Extend Protection to the Most Critical Components
Okta’s RADIUS agent allows organizations to integrate Okta with any RADIUS-enabled device that uses the PAP protocol, including VPNs, servers, and other network hardware. Some of these components are the most critical to protect. As such, Okta embedded its MFA solution into the authentication flow—even on the command line. Privileged and unprivileged users can authenticate to protected infrastructure components using a username/password, plus any configured MFA factor for extra security.
Embeddable MFA with RESTful APIs
MFA has traditionally been difficult for companies trying to build their own software products, such as Independent Software Vendors (ISVs). Okta’s MFA service provides a RESTful API layer that facilitates enrollment, revocation, and authentication, allowing developers to add strong authentication into custom applications of all types. The APIs also allow business to fully brand the MFA experience so they gain the benefit of Okta’s MFA while preserving their own look and feel.
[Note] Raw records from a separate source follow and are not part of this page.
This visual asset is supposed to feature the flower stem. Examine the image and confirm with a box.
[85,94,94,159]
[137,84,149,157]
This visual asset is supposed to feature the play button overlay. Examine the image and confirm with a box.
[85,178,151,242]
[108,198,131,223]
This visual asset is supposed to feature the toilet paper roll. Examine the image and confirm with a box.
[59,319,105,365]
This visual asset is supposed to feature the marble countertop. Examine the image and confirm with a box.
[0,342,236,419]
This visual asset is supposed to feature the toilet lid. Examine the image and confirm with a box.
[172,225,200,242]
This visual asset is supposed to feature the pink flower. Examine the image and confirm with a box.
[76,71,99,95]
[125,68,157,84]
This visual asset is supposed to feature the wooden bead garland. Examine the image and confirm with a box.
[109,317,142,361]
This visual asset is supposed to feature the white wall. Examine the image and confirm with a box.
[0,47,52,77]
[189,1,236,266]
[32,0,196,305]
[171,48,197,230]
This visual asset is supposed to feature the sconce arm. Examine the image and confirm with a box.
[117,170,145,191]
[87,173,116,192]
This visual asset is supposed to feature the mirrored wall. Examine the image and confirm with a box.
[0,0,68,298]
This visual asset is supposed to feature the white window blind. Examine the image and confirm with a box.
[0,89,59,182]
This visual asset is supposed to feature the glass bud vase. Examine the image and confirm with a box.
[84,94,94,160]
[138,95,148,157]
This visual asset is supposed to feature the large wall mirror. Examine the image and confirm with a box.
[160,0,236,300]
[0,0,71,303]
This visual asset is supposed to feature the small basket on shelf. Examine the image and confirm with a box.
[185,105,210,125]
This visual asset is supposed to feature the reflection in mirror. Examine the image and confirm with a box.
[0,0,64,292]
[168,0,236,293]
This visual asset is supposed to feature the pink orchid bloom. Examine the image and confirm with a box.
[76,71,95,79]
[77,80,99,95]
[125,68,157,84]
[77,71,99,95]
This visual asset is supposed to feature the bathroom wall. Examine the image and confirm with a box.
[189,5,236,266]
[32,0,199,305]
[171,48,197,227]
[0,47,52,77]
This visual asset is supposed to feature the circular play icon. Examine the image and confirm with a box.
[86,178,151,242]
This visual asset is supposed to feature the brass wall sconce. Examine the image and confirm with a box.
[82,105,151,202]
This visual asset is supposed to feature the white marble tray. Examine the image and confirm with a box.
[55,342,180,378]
Security through Intelligence
Okta knows that user adoption is critical to the success of any IT initiative, so balancing security with a non-disruptive user experience is critical. Okta employs authentication intelligently by assessing the risk associated with an authentication event and prompting only when needed. Okta allows admins to configure policies to prompt users based on authentication metadata, including: IP address, location, device, application, group membership and more. This capability can flexibly enforce MFA for authentication requests that deviate from expected patterns, so we can deny malicious requests and permit legitimate ones.
Okta’s Policy Engine allows admins to configure granular access control to integrated applications
End-to-End Solution
MFA is only effective if it’s a universal standard in your organization. If there’s an unprotected server or application, attackers will exploit it. Okta integrates with all of an enterprise’s most important applications and resources with its comprehensive application network. Okta is the first place end-users login every morning; it serves as the portal to most of the services users consume. This central positioning uniquely equips Okta to enforce MFA across your entire organization, wherever it’s needed. Instead of implementing a second-factor into each individual resource, simply extend Okta to enforce this protection.
The importance of a comprehensive, end-to-end solution was highlighted in the JP Morgan breach this past year. While JP Morgan had 2-factor authentication in place, the bank’s security team “had neglected to upgrade one of its network servers with the dual password scheme, [leaving] them vulnerable to intrusion. Once inside, hackers managed to gain high level access to more than 90 bank servers.”9 If JP Morgan had a fully integrated MFA and identity management solution in place, they would have been able to ensure MFA was appropriately applied across each system. Because they didn’t, over 83 million households and small businesses were compromised.
Summary
In today’s world, security cannot be ignored. All enterprises need to think about strengthening authentication, and multi-factor authentication is the best way to do that. But, not just any solution will suffice. A managed solution that is both easy to administer and low-friction for end-users will ensure that MFA is successful in the enterprise.